With that, he landed a security job in downtown Seattle. Priding himself on turning every challenge into an opportunity, in his downtime, he read newspapers and listened to former President Barack Obama’s speeches to refine his English.
Still, his minimum wage salary didn’t go far. As financial realities set in, he was learning to navigate American ways. In his old life, deep-seated etiquette demanded elaborate politeness and humility, not the direct communication and self-promotion expected here.
Emails needing a response came at him from all directions: the kids’ school, state offices in charge of benefits, his car insurance company.
“After the first year, I realized that something is not going well with my well-being,” he said. He went to his family doctor and received medication for depression and anxiety. It’s been a big help.
Sayed now works at a nonprofit helping Middle Eastern and Somali immigrants, where he’s working on plans to offer counseling in Afghan languages.
Pressures mount
There’s a stigma around mental health treatment in Afghan culture, said Mohammad Haroon Walizadeh, a onetime counselor for Lutheran Community Services Northwest and a recent Afghan immigrant.

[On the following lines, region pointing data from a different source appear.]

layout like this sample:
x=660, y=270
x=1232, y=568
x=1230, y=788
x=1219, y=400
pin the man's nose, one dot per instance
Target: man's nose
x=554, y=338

Myths run rampant, Walizadeh said. Seeking counseling, it is incorrectly said, can get you fired or have your kids taken away.
Walizadeh now coordinates a research project on Islamic-based healing circles, co-sponsored by the Lutheran services group, that is designed to overcome resistance to conventional therapy. He speaks Dari and Pashto, and so do counselors at a few local agencies, including his former employer. But such fluency, as elsewhere, is rare among mental health providers.
Mental health help, and other medical care, is about to become even harder to access for many Afghan immigrants. As of October, Trump’s “Big Beautiful Bill” limits who, among adults, qualifies for Medicaid mainly to U.S. citizens and people who have held green cards for at least five years. (Children and pregnant women remain eligible regardless of immigration status and some adult immigrants ineligible for Medicaid may qualify for a more limited state medical program.)
At the same time, Afghans who came here in the last year may be even more stressed than those who arrived before. Resettlement agencies hit by funding cuts can’t offer the same three months of support they used to, such as free housing, furniture and connection with social services.
Gulmaki Azizi, who works at Afghan Health Initiative, said one family recently sent her a picture of their home. It had virtually nothing in it. She found donations and took items from her own home.
An Edmonds group of volunteers that used to partner with Lutheran Community Services to supplement resettlement efforts decided last year to “go rogue,” as group member Lynn Heitritter put it, and support three struggling Afghan families without an agency’s backing. The group has bought furniture, taken the families to doctor appointments and more.
Heitritter has formed close bonds with these and two other Afghan families she has helped over the years, one bringing over a seven-course dinner after she had surgery.
But neighborly help doesn’t take all worries away – especially of the Trump administration’s plans to re-vet Afghan immigrants already granted legal status in the U.S.
Reason to fear?
Sayed, who, like Pari, now has a green card, said he has no reason to fear. He hid nothing when he came to the U.S. and passed three security checks, he said.
Pari also stressed her family came legally. And, mostly, she seems content. Over Christmas dinner with a member of her sponsor circle, she said: “I have everything I ever dreamed of.” Pari and Sayed’s kids are thriving, the older is president of her school’s student body.